Treatment options of microangiopathies can be directed at:

- Prevention (e.g. maintaining good glycaemic control, screening for retinopathy and neuropathy and testing for albuminuria).
- Controlling symptoms and preventing further deterioration (e.g. tricyclic antidepressants and gabapentin for diabetic neuropathy).
- Drug therapy (e.g. antiplatelets (low-dose aspirin) and lipid-lowering therapy (statins) for management of CMDs).
- Diet and lifestyle modification (e.g. low-protein diet in diabetic nephropathy, smoking cessation, weight loss, improved nutrition, and regular exercise).
- Intensive management of coexisting conditions and risk factors (e.g. adequate control of blood pressure, diabetes and related metabolic abnormalities and lipid management).

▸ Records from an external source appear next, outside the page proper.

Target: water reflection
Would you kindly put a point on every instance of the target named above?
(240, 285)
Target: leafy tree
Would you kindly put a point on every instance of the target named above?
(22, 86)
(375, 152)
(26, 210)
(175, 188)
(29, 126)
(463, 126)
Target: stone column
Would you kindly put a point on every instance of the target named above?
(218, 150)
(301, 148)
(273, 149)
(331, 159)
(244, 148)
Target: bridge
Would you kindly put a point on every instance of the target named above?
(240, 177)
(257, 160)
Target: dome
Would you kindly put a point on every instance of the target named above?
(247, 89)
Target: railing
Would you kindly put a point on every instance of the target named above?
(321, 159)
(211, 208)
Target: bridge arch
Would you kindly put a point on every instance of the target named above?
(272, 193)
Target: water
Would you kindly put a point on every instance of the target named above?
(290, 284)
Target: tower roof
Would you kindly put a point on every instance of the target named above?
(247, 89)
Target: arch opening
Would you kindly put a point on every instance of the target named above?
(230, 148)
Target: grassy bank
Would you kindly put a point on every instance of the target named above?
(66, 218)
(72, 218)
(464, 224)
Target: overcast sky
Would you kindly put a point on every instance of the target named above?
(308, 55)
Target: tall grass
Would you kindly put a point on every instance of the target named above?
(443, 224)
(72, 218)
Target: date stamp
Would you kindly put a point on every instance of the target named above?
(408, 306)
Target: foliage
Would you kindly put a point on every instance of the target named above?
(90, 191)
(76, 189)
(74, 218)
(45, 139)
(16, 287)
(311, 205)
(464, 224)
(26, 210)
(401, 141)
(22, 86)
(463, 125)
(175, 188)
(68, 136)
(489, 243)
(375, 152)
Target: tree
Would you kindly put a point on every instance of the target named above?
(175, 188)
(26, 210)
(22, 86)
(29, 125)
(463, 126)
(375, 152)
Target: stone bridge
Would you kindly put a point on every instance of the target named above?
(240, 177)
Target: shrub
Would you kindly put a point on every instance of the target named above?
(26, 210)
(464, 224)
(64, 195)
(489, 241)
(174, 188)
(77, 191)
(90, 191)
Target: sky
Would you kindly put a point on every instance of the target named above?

- Other measures (e.g. photocoagulation in patients with severe proliferative diabetic retinopathy).
- Young people with extensive CSVD and few or no conventional vascular risk factors may benefit from genetic testing to identify any underlying genetic disorders that may be contributing to their condition (For Fabry disease, there is an enzyme replacement therapy).

A better understanding of the mechanisms leading to damage of small blood vessels may be associated with novel therapeutic approaches, the safety and efficacy of some of which will need to be further investigated. Examples include calcium dobesilate and aldose reductase inhibitors in diabetic microangiopathies and endothelin receptor antagonists for pulmonary hypertension.